The people at the top know this

What makes this moment interesting is that the gap between public messaging and private knowledge is getting impossible to maintain. OpenAI’s latest shakeup, with Greg Brockman taking over product strategy, looks like the kind of move you make when you need to figure out what you’re actually selling. Because right now, the answer isn’t clear.

The haves and have-nots dynamic that TechCrunch wrote about isn’t just about who has access to compute. It’s about who understands the technology well enough to know what it can’t do. The have-nots aren’t the people without GPUs. They’re the everyone else who’s been sold a vision of AI that the people building it know isn’t real.
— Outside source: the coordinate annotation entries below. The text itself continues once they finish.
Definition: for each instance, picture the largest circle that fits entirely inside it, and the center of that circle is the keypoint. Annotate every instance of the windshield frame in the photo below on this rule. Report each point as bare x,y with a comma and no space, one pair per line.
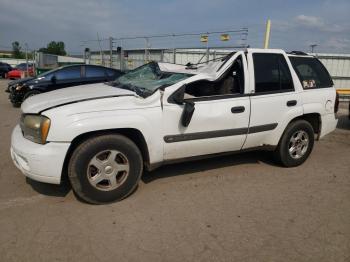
145,90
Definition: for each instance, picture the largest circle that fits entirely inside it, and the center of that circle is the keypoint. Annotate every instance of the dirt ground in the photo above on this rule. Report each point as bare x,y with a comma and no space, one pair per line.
235,208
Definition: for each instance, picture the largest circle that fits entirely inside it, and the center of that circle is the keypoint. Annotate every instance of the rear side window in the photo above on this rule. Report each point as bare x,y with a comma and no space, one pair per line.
94,71
271,73
311,72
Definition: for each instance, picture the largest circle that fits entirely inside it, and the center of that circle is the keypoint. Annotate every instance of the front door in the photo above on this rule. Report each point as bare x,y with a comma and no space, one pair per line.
220,119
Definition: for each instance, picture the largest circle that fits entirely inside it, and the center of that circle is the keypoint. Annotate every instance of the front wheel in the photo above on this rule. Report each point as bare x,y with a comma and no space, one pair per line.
105,168
296,144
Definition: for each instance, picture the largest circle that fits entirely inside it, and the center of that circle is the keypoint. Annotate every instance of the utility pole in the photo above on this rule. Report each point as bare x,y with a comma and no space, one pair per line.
147,54
267,34
110,52
312,46
101,52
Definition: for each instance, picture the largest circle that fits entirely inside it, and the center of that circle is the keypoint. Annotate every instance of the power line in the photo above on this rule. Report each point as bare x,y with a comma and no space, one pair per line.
243,30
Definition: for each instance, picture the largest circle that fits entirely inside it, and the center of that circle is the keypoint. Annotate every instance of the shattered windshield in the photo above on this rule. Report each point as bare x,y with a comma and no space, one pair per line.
148,78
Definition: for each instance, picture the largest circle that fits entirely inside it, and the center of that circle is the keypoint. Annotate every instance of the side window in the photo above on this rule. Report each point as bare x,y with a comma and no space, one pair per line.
94,71
311,72
231,83
68,73
271,73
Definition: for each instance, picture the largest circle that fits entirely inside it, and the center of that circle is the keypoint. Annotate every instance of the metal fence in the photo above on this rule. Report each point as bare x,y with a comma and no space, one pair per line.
337,64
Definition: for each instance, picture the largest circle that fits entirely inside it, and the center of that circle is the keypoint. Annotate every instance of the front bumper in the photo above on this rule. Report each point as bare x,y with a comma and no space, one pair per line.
16,97
43,163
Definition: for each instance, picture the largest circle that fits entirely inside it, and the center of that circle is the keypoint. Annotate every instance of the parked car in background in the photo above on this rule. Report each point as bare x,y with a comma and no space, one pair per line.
17,72
4,69
104,135
58,78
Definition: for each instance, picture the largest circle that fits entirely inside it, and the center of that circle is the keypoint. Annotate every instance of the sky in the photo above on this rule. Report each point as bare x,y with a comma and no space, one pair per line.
78,23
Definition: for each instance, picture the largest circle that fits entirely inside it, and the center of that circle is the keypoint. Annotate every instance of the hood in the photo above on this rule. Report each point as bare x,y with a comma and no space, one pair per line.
39,103
20,81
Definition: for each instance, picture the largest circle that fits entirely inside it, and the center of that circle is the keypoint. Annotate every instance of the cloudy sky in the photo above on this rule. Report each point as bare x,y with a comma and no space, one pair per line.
295,24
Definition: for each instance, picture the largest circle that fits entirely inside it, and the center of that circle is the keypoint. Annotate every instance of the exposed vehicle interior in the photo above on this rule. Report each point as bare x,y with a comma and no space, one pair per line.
231,82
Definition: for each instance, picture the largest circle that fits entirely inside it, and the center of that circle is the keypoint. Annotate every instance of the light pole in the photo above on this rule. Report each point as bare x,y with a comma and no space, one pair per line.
312,46
26,50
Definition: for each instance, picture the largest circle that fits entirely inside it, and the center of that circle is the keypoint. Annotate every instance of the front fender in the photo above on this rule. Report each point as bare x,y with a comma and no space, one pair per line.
147,121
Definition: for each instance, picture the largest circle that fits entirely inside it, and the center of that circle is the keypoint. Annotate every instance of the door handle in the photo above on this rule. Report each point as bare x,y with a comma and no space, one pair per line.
291,102
237,109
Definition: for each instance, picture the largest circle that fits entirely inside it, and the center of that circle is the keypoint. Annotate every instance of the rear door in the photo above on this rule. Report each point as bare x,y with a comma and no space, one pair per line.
274,101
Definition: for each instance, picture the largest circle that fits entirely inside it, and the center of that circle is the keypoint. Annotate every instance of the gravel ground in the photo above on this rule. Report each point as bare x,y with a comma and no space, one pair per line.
235,208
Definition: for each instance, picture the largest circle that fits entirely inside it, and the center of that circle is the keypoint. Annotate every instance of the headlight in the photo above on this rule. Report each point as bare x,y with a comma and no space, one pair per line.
35,127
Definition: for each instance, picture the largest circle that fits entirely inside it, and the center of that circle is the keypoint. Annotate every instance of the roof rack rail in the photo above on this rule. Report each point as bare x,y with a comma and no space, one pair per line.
297,53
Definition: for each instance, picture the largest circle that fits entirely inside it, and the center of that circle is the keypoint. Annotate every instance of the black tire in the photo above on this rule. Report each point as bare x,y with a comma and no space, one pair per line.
89,149
282,154
31,93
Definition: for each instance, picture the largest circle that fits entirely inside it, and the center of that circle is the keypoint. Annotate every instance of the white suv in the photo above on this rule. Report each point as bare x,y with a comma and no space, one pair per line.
103,135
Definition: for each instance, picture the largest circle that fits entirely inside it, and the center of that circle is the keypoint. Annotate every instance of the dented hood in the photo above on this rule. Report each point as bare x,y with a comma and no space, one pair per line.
39,103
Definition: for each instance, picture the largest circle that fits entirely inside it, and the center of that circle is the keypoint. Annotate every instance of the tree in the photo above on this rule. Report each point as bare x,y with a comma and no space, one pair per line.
16,50
54,48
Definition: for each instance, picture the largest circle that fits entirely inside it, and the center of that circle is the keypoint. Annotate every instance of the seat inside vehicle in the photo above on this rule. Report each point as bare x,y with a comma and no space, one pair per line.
231,82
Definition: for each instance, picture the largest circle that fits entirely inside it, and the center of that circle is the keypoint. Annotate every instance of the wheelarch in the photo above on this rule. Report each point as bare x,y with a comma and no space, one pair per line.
314,119
133,134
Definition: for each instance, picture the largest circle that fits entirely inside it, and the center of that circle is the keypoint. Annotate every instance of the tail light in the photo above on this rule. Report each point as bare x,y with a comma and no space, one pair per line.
336,104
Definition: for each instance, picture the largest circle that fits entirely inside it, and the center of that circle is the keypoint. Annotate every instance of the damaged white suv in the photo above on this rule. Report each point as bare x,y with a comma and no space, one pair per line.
103,135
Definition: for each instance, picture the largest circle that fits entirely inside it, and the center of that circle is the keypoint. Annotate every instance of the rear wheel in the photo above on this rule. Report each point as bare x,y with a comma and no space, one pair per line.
296,144
105,168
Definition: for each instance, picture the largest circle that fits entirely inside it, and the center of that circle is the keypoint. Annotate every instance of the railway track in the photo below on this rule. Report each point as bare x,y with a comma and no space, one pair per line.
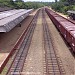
53,63
19,59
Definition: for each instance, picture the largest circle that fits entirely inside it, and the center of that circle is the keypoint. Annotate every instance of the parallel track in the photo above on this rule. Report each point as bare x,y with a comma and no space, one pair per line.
18,62
53,63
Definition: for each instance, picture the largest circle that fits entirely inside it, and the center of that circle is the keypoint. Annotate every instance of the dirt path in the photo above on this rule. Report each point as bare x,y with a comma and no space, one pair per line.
65,55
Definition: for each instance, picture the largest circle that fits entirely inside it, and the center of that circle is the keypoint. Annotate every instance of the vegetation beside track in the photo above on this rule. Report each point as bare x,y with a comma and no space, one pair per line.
63,5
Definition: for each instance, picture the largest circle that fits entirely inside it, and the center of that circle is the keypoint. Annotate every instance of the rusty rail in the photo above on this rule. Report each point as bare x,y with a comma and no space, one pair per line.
53,64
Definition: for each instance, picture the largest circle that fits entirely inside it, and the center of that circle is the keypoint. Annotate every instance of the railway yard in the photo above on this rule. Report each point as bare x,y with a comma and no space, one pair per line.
41,45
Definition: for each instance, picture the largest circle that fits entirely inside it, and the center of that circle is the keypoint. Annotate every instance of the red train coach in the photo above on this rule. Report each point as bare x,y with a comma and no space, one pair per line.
66,27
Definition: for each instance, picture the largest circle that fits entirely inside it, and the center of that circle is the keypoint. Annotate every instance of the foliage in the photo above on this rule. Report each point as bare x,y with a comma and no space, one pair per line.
63,6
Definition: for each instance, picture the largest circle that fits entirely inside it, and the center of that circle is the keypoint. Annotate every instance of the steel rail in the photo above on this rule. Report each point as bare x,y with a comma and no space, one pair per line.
53,66
18,62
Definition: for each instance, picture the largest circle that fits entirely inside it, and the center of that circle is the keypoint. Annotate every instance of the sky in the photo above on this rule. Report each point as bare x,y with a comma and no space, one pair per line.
40,0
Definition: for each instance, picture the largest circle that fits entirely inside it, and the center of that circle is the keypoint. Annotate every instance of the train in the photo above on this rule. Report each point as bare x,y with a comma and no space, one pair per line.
71,14
65,26
9,19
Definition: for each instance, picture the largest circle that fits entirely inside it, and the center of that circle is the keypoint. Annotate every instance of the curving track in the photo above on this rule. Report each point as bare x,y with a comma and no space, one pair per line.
53,63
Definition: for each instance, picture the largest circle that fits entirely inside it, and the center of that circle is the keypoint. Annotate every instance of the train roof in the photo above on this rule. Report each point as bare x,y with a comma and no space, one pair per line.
71,11
9,19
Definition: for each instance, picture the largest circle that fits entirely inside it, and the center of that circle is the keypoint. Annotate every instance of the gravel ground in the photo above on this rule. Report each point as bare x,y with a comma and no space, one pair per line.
62,49
34,60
Marcus’s interviews apparently dig into world models and neurosymbolic approaches, which are both harder to explain and harder to scale than “make the neural net bigger.” That’s probably why they haven’t attracted the same investment. But it’s also probably why they’re more likely to lead somewhere useful.

The hyperscaling bet isn’t insane because it won’t produce better models. It’s insane because it’s already produced models that are good enough to reveal their own limitations, and the response has been to ignore those limitations and build bigger versions of the same thing.

The vibes are off because reality is catching up to the pitch deck. And the smartest people in the room are starting to say so.